Sanções da Lei nº 8.666/1993 e a Lei nº 14.133/2021
Notas sobre recente decisão do STJ
Pedro Rodrigues do Prado

Decisão recente da 1ª Turma do Superior Tribunal de Justiça (REsp nº 2.211.999/SP) recolocou em pauta um tema sensível para empresas que contratam com o Poder Público: a aplicação das regras sancionatórias da Lei nº 14.133/2021 a fatos ocorridos ainda sob a vigência da Lei nº 8.666/1993.
No caso analisado, o STJ entendeu que a disciplina mais favorável prevista na Lei nº 14.133/2021 não se aplica automaticamente a sanções decorrentes de fatos anteriores. Em especial, a Corte afastou a incidência do art. 156, § 4º, da nova lei, que restringe o impedimento de licitar e contratar ao ente federativo que aplicou a penalidade, quando se trata de sanção fundada no regime jurídico anterior.
Ao mesmo tempo, o Tribunal reafirmou sua orientação consolidada de que, sob a Lei nº 8.666/1993, a penalidade de suspensão prevista no art. 87, III, pode produzir efeitos em toda a Administração Pública. Em termos práticos, isso significa que a empresa sancionada pode enfrentar restrições para contratar que ultrapassam o órgão ou entidade responsável pela aplicação da penalidade. A decisão é relevante, mas não elimina a controvérsia.
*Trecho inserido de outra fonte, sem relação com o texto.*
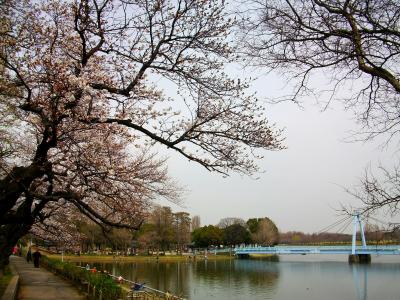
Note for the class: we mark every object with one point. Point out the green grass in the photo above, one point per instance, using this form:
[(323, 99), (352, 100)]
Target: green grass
[(5, 280)]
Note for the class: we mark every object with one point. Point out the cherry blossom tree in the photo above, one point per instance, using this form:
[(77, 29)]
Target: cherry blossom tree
[(91, 87)]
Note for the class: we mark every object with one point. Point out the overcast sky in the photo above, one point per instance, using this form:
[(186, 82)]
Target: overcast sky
[(301, 188)]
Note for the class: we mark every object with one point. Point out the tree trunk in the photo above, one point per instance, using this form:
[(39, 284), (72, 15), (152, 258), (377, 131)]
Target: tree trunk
[(9, 236)]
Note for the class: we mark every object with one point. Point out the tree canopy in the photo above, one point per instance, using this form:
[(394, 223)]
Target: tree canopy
[(352, 49), (83, 107)]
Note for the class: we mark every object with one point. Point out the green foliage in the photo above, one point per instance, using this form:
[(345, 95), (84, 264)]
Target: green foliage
[(207, 235), (263, 231), (104, 283), (252, 224), (236, 234)]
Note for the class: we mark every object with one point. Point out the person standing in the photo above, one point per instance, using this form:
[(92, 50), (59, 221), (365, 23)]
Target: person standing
[(29, 255), (36, 258)]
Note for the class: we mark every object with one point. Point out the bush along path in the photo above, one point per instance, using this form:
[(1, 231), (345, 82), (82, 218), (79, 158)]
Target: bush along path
[(39, 284)]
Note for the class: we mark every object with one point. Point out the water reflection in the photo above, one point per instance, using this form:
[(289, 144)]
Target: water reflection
[(361, 287), (258, 279)]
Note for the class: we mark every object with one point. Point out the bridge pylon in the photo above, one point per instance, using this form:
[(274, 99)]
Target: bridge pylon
[(356, 257)]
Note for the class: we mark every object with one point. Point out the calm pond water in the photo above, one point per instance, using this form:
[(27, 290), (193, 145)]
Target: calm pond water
[(293, 277)]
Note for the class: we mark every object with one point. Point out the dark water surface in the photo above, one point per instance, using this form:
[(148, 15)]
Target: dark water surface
[(311, 277)]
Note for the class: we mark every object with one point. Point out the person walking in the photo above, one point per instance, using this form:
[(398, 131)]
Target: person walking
[(29, 255), (36, 258)]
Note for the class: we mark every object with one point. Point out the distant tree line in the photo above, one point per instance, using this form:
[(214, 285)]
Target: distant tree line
[(235, 231)]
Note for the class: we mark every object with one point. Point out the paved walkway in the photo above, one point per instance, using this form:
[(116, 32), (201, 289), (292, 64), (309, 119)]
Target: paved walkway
[(39, 284)]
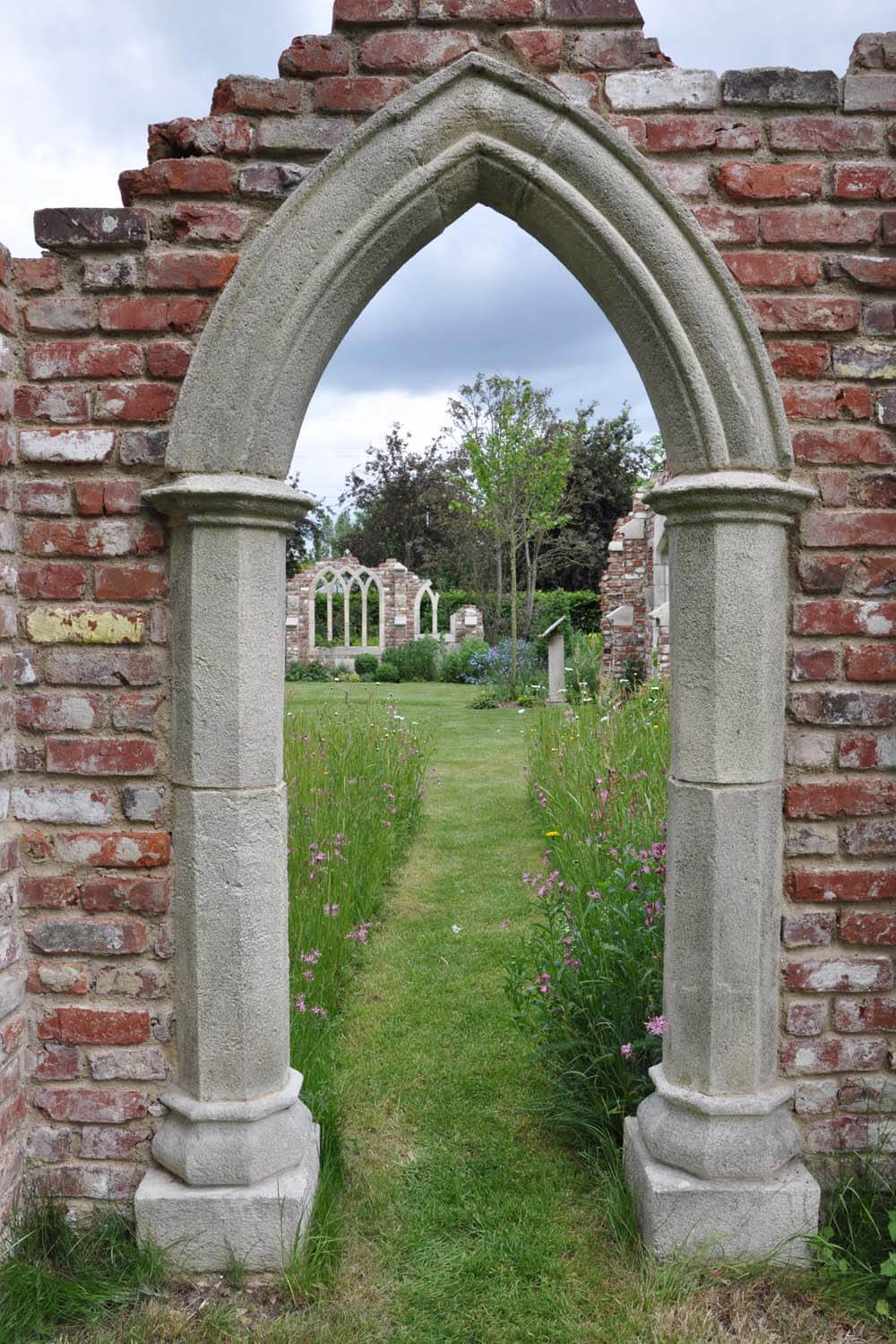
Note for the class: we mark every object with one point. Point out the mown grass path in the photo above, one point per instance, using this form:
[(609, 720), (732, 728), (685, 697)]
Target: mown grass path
[(465, 1223)]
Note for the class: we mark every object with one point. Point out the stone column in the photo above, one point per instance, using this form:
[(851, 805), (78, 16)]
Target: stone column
[(239, 1148), (712, 1155)]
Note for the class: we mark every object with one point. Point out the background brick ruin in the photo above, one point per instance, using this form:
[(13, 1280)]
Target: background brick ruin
[(791, 174)]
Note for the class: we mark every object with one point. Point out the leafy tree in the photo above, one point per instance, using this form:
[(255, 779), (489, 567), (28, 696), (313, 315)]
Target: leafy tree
[(520, 457), (402, 502), (608, 462)]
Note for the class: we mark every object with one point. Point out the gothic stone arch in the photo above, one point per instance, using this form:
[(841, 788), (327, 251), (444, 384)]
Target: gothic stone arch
[(712, 1153)]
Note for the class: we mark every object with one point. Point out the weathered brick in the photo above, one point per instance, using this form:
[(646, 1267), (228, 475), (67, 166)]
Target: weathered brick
[(90, 937), (40, 803), (102, 539), (770, 182), (871, 663), (101, 755), (47, 892), (59, 403), (357, 93), (818, 225), (864, 182), (809, 930), (316, 56), (869, 838), (152, 314), (214, 223), (61, 314), (102, 273), (144, 895), (828, 401), (129, 1064), (661, 90), (247, 93), (866, 752), (94, 1026), (866, 359), (109, 1107), (814, 314), (374, 11), (814, 664), (774, 269), (99, 1142), (101, 667), (218, 134), (309, 134), (783, 86), (866, 1013), (839, 975), (799, 359), (869, 93), (414, 51), (825, 884), (849, 529), (829, 134), (37, 274), (845, 445), (806, 1019), (538, 47), (841, 798), (874, 929), (190, 269), (58, 978), (134, 712), (86, 228), (128, 582), (134, 401), (113, 849), (271, 179), (611, 48), (844, 709), (177, 177)]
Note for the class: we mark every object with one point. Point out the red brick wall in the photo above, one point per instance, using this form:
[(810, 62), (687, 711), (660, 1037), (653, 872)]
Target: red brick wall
[(793, 177)]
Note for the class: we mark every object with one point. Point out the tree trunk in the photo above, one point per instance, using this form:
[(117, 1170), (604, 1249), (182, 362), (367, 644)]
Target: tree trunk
[(513, 613)]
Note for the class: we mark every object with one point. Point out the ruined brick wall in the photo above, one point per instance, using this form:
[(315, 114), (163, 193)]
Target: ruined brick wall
[(793, 175)]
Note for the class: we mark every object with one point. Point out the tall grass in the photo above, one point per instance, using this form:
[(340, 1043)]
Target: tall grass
[(58, 1276), (589, 980), (355, 780)]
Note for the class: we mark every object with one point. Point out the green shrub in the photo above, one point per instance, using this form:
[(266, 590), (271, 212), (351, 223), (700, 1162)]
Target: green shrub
[(460, 658), (418, 660), (366, 663), (587, 984), (311, 671)]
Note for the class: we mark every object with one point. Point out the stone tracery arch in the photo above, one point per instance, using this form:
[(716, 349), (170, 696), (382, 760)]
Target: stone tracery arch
[(478, 132)]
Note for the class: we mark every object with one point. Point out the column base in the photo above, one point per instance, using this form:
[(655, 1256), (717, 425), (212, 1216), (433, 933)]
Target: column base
[(207, 1228), (720, 1219)]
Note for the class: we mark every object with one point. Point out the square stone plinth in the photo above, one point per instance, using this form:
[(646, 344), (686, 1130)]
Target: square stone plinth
[(720, 1219), (204, 1228)]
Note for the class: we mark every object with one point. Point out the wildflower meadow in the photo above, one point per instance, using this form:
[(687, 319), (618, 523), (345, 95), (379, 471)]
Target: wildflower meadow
[(355, 779), (587, 981)]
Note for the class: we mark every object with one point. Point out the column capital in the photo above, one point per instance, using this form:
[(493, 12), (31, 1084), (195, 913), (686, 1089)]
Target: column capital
[(228, 499), (729, 497)]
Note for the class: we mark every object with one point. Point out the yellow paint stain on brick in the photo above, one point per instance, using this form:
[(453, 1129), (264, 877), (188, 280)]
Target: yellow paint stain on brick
[(54, 625)]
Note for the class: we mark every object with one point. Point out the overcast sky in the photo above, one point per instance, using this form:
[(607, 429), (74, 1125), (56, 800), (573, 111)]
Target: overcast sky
[(80, 80)]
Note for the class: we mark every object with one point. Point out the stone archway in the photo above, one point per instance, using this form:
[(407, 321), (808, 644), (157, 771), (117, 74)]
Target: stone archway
[(712, 1153)]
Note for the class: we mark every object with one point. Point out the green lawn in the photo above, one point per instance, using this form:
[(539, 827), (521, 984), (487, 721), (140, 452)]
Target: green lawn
[(463, 1222)]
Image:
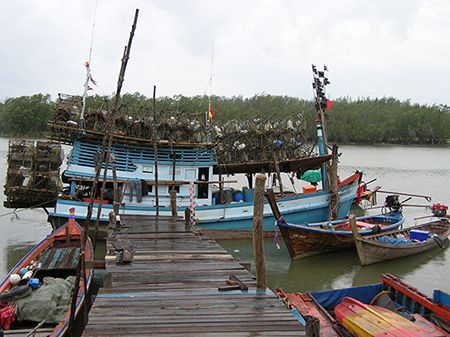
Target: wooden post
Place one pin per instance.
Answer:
(357, 239)
(173, 202)
(116, 204)
(312, 326)
(332, 184)
(258, 242)
(277, 169)
(273, 205)
(155, 147)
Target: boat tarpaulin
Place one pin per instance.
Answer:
(50, 301)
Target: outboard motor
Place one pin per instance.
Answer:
(392, 202)
(439, 210)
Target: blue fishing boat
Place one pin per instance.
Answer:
(388, 308)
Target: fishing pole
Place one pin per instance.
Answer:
(427, 198)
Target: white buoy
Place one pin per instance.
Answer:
(14, 279)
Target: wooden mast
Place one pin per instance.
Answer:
(108, 135)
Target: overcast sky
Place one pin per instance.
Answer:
(372, 48)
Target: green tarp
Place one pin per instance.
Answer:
(313, 176)
(50, 301)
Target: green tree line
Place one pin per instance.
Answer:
(362, 121)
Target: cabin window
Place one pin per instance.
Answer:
(203, 175)
(189, 175)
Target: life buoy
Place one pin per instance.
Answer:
(15, 293)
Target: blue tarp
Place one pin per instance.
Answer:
(330, 299)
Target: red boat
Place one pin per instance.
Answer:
(49, 274)
(430, 314)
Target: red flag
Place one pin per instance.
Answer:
(211, 113)
(329, 104)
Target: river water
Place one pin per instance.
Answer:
(414, 170)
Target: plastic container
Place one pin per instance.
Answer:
(215, 198)
(415, 234)
(34, 283)
(238, 196)
(249, 194)
(309, 189)
(96, 201)
(228, 196)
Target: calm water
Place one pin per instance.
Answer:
(416, 170)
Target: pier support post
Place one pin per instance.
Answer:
(173, 202)
(258, 242)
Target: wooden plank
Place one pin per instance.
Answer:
(171, 289)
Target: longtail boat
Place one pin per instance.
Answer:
(400, 243)
(329, 308)
(36, 295)
(309, 239)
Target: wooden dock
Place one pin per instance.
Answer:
(177, 285)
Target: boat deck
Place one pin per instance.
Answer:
(182, 284)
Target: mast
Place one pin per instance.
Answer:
(321, 104)
(88, 71)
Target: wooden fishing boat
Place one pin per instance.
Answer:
(316, 238)
(36, 295)
(400, 243)
(431, 315)
(361, 319)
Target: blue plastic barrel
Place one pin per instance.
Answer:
(238, 196)
(249, 194)
(228, 196)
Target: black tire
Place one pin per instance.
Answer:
(439, 241)
(15, 293)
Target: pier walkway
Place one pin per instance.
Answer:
(177, 285)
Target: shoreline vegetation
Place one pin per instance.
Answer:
(365, 121)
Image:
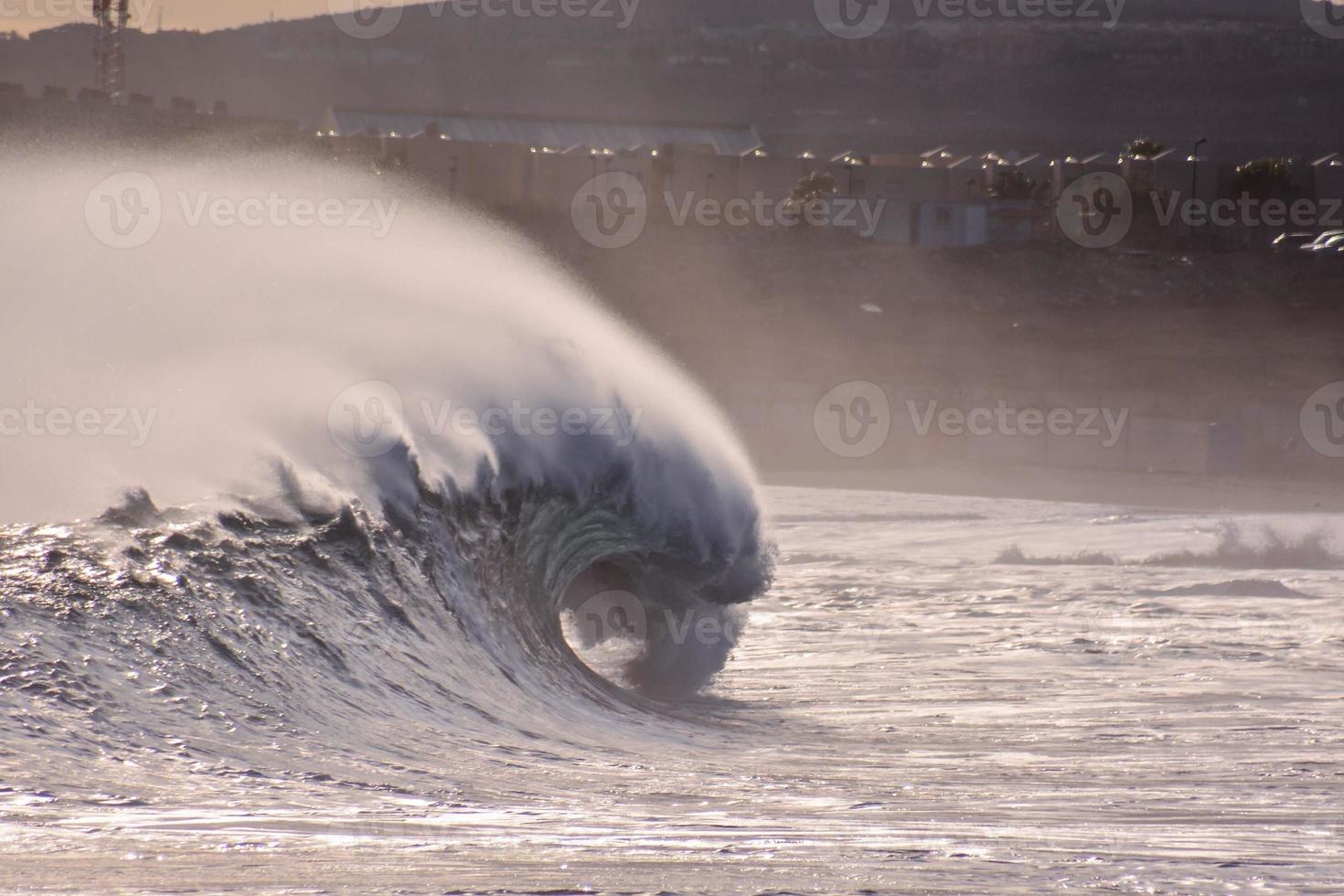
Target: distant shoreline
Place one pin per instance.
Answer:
(1149, 491)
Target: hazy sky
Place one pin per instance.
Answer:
(26, 16)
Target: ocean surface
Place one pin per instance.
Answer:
(935, 695)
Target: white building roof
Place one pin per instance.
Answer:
(558, 133)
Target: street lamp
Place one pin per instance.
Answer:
(1194, 169)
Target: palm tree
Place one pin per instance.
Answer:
(1144, 148)
(1266, 179)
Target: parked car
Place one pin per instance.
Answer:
(1326, 243)
(1290, 242)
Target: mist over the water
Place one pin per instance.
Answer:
(233, 331)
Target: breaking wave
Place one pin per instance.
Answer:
(385, 475)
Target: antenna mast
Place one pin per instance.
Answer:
(109, 57)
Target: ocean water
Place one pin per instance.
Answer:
(900, 712)
(337, 637)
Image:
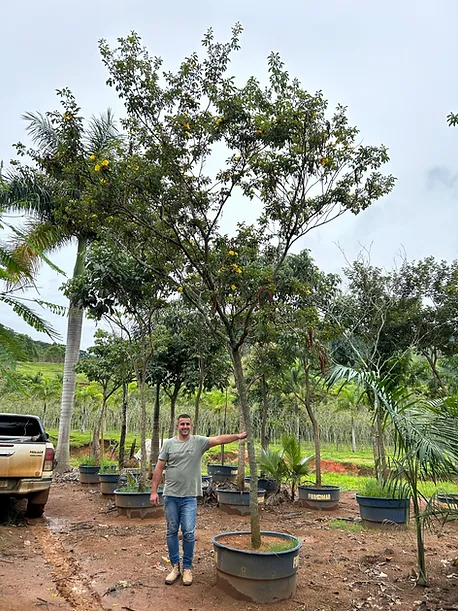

Há precedentes do Tribunal de Contas da União em sentido mais restritivo, limitando os efeitos dessa sanção ao âmbito do órgão ou entidade sancionadora. Além disso, parte da doutrina critica a leitura ampliativa adotada pelo STJ, especialmente por aproximar, na prática, a suspensão da declaração de inidoneidade e reduzir a diferença entre sanções de gravidade distinta. Também se aponta o risco de efeitos desproporcionais, sobretudo para empresas que mantêm múltiplos contratos públicos ou atuam em setores essenciais.
Outro aspecto importante é que o julgamento não foi proferido sob o rito dos recursos repetitivos, de modo que o entendimento não possui efeito vinculante geral. Soma-se a isso o fato de que ainda não há entendimento definitivo do Supremo Tribunal Federal sobre esse ponto específico.
Em síntese, o julgado reforça a linha histórica do STJ para sanções aplicadas sob a Lei nº 8.666/1993, mas não encerra o debate. A discussão permanece relevante tanto do ponto de vista jurídico quanto institucional, especialmente quando se consideram os limites da proporcionalidade sancionatória e a necessidade de segurança jurídica nas relações contratuais com o Poder Público.